Павел Гущин принялся дубасить топором по амбарным дверям, большую дыру просадил на том месте, где был прибит внутренний замок. В одну подводу грузили мешки с зерном, в другую стали выносить вещи по описи. Коршунов стоял возле крыльца, широко расставив ноги, набычившись, весь напрягся, готовый взорваться, но не давал себе воли, понимал, что час терпеть, а век жить. Тут же, сидя на крыльце, отец заполнял специальную бумагу:

АКТ ПРИЕМКИ ИМУЩЕСТВА №1

От Коршунова Василия Капитоновича гр. деревни Шумилино Ильинского с/с 1932 г. декабря месяца, 12 дня, приемная комиссия колхоза «Красный восход» в составе т. Назарова, Гущина, Тарантина произвела оценку и приемку передаваемого колхозу в порядке ликвидации кулацкого х-ва имущества поименованного лица на основании постановления сельсовета:

1. Сараи (два).

2. Амбар.

3. Рига.

4. Телега кладовая и тарантас.

5. Комплект сбруй.

6. Пшеница, рожь, овес, льносемя…

Список все увеличивался, с большой осторожностью мужики вынесли высокое зеркало, приставили к тыну; ребята старались заглянуть в него.

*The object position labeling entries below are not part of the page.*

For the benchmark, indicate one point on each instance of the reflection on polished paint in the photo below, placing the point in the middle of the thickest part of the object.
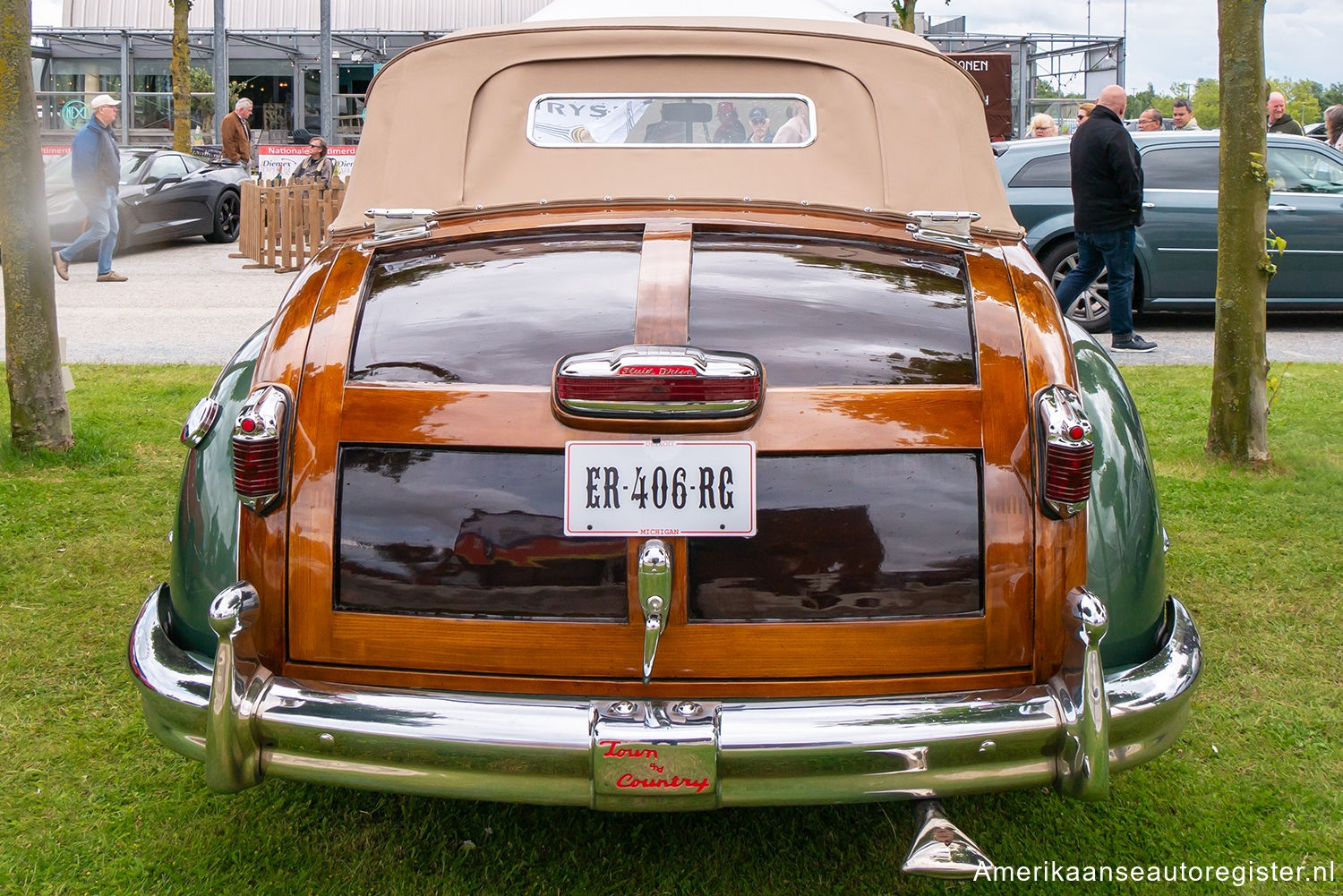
(849, 538)
(467, 533)
(833, 313)
(497, 311)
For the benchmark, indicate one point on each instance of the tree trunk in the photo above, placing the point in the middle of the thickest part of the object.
(904, 13)
(1237, 424)
(180, 77)
(39, 416)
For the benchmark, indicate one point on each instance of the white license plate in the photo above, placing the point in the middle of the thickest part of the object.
(660, 488)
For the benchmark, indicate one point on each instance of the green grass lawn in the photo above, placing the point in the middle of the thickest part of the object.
(89, 802)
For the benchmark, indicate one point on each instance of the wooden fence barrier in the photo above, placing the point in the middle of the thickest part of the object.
(284, 225)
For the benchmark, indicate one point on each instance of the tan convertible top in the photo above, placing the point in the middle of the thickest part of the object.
(897, 126)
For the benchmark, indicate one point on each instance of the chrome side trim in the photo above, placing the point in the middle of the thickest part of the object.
(654, 595)
(1080, 691)
(201, 422)
(233, 751)
(544, 750)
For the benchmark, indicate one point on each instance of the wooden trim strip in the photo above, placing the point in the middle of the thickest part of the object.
(792, 419)
(663, 311)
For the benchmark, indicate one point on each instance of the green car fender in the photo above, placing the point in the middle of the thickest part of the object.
(1125, 543)
(204, 536)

– С головы до ног всего показывает, как на фотокарточке! – восхищался Осип. – Поди, Василий, поглядись последний раз.

– Знал бы, дак лучше об угол треснул.

– А лошадей-то будем записывать али как? – спросил Павел Гущин.

– Само собой! Непременно найдем, не пропадать же двум сторублевикам.

Лошадей нашли у ильинского попа, отца Александра. Добрые были кони, поработали в колхозе.

Многим мужикам предлагал отец работать на мельнице – отказывались, опасаясь Коршунова, лишь старик Куликов согласился. Василий Капитонович переживал за судьбу мельницы, приходил в правление покаянно-смирный, с заявлением о приеме в колхоз – не приняли, тогда он устроился в контору «Заготскот». В колхоз вступил и на мельницу вернулся уже после смерти отца, говорят, помог ему в этом счетовод Тихон Фомич Пичугин, мужик изворотливый.

Трудно было начинать новую жизнь, все тогда перевернулось в деревне. Часто отец сидел по ночам в маленькой комнате, высасывая папиросу за папиросой, что-то прикидывал, подсчитывал, чертил, иногда советовался с дедом: множество забот было у первого председателя колхоза «Красный восход».

Однажды отец уехал в райощ обещал вернуться к вечеру, но настала сырая осенняя ночь, а его все не было. Мать зажгла уж фонарь, хотела идти встречать, но в избу ворвался страшный от испуга Осип, глотая трясущимися губами воздух, выпалил:

– Орлик сам пришел… с пустым тарантасом… где Захар?

Нашли отца в Старовском поле, на самой верхотинке около камня, лежал он с проломленным виском, видно, вывалился из тарантаса и ударился о каменную глыбу: врач определил, будто был он выпивши. Позднее, когда Иван стал взрослым, дед сказал ему, что подозревает Коршунова.

– Должно быть, его рук дело. Твой батька был ему все равно что порох в глазу.

И сомневался:

– Правда, и других ведь раскулачивали, да которых твердым заданием прижали. Опасное было время.

Не хотелось верить дедовым словам: с Егором Коршуновым были дружками, и сам дядька Василий умел показаться шутливо-добрым. «Неужели он подкараулил отца? – не раз думал Иван. – Что же все-таки было: убийство или несчастный случай?»